Spanish renewable energy company Siemens Gamesa Renewable Energy (SGRE) has agreed to buy selected European assets from bankrupt German energy company Senvion for €200m.

This follows on from a non-binding exclusivity agreement signed by the two companies in September 2019 for SGRE to acquire Senvion’s assets.

As part of the agreement, SGRE will obtain Senvion’s European onshore service, its intellectual property, its onshore blade manufacturing facility in Vagos, Portugal, and 2,000 Senvion employees will transfer to SGRE.

SGRE notes that, along with these assets, Senvion’s fleet of 8.9GW in installed wind power will take its capacity to nearly 69GW. SGRE also expects the acquisition to take place in the first half of 2020, so it will have no impact on its 2019 financial performance.

Following the announcement SGRE’s share price fell slightly by 0.28% from €12.33 to €12.30, giving the company a market capitalisation value of €8.35bn. This is down from when the two companies originally signed the non-bonding exclusivity agreement when SGRE’s shares were €13.72 a share and it had a market capitalisation value of €9.3bn.

Siemens Gamesa Renewable Energy share price in 2019

Due to the company’s impending bankruptcy, Senvion’s share price has continued to fall and is currently down to 0.70¢ a share with a market value of just over €5m.

Senvion share price in 2019

SGRE CEO Markus Tacke said: “This transaction is an important step forward for Siemens Gamesa.

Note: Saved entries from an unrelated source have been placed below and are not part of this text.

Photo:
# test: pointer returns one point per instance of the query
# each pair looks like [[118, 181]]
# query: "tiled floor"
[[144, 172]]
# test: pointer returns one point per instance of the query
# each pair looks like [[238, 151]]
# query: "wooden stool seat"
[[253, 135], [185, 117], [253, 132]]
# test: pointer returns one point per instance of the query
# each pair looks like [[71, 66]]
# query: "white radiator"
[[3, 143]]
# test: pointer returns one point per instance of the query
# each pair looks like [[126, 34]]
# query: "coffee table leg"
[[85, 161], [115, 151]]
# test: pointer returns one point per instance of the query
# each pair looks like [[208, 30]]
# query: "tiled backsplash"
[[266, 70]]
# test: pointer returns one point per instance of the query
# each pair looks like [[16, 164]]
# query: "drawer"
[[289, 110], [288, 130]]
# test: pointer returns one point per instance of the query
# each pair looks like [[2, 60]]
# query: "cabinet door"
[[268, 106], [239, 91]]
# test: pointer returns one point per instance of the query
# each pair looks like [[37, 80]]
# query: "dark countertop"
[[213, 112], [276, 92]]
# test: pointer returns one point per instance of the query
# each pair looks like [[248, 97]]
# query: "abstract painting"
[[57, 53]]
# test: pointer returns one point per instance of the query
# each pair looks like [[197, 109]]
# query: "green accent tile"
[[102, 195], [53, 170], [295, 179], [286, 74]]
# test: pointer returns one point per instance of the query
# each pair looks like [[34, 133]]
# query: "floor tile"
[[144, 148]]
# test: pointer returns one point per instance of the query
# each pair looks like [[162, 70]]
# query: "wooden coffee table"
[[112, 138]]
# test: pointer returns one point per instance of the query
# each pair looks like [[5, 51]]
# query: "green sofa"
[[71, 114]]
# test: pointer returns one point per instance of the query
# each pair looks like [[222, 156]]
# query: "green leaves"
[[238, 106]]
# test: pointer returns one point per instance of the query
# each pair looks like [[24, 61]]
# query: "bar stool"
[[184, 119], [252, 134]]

Bringing Senvion´s service assets on board will help us to drive growth in a key market segment and add important capacity in Germany and other important European markets, while the blade factory helps us mitigate the risk in the difficult trade environment.

“We´re bringing good people and good business into the company and that´s a win for all parties.”

Senvion also tweeted: “Senvion today announced that its exclusive negotiations with SGRE concerning the sale of a large part of the company’s European Onshore Services business and its blade production facility in Portugal have been concluded successfully.”